The ECJ has held that the freedom of establishment cannot always be extended to third states through the freedom of capital movement.
A German resident deceased left his German resident daughter the sole shareholding in a Canadian company. Had the company been established in a member state, the daughter would have been entitled to an Inheritance Tax Act provision now allowing a full waiver of the inheritance tax on the shareholding if the total wages paid during the next five years were at least 400% of the amount paid during the same period immediately prior to the date of death. The purpose of this relief was to encourage business continuity within the same family with the ultimate intention of preserving jobs.

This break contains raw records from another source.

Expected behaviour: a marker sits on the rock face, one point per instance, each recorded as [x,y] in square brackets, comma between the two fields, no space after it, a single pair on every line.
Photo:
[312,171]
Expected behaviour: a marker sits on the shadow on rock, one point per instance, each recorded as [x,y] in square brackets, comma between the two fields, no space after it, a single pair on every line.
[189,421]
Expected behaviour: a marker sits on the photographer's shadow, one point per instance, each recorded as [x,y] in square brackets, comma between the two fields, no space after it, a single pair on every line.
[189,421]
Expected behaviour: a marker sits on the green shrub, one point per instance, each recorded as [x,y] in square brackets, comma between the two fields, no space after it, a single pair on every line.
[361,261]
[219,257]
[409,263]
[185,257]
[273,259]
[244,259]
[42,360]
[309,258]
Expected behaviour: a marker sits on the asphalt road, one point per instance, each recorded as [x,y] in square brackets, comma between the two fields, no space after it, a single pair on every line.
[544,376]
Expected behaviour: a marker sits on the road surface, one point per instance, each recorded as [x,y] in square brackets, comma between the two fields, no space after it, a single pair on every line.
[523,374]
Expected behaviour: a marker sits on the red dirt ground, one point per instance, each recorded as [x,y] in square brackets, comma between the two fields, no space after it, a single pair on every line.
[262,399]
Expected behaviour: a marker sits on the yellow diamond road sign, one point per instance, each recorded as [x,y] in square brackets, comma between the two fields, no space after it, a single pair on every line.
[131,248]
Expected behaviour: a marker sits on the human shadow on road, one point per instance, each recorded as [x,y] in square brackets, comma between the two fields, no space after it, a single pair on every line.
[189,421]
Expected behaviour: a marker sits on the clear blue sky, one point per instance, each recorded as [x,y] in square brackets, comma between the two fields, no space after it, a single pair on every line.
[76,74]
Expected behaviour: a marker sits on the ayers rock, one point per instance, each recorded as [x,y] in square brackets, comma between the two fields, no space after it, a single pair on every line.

Two fundamental freedoms were potentially involved. The first, the freedom of establishment, was directed at investments intended to assure the holder of an influence on the management of the company. Under German law this level could be taken at over 25% as such an investment would be sufficient for the holder to block a major resolution on future company development. This contrasted with the portfolio holding seen as a pure investment in the hope of dividend or capital gain income. Passive investments of this nature fell under the freedom of capital movement. The freedom of establishment ends at the community border, whereas the freedom of capital movement for EU citizens applies worldwide. Thus, in the case at issue, the daughter could base a claim on an infringement of the freedom of capital movement, but not of the freedom of establishment. The ECJ distinguished between the two freedoms according to the intention of the legislation. In this case, the German rule was clearly aimed at management influence. Thus, the freedom of establishment predominated. This freedom did not, however, extend to investments in Canada. A 100% shareholding entitled the holder to significant management influence. It therefore fell by its nature under the freedom of establishment. However, that freedom did not apply and that its breach necessarily led to a breach of the freedom of capital movement did not entitled the court to review the case in the light of that freedom alone.
The ECJ case reference is C-31/11 Scheunemann, judgment of July 19, 2012.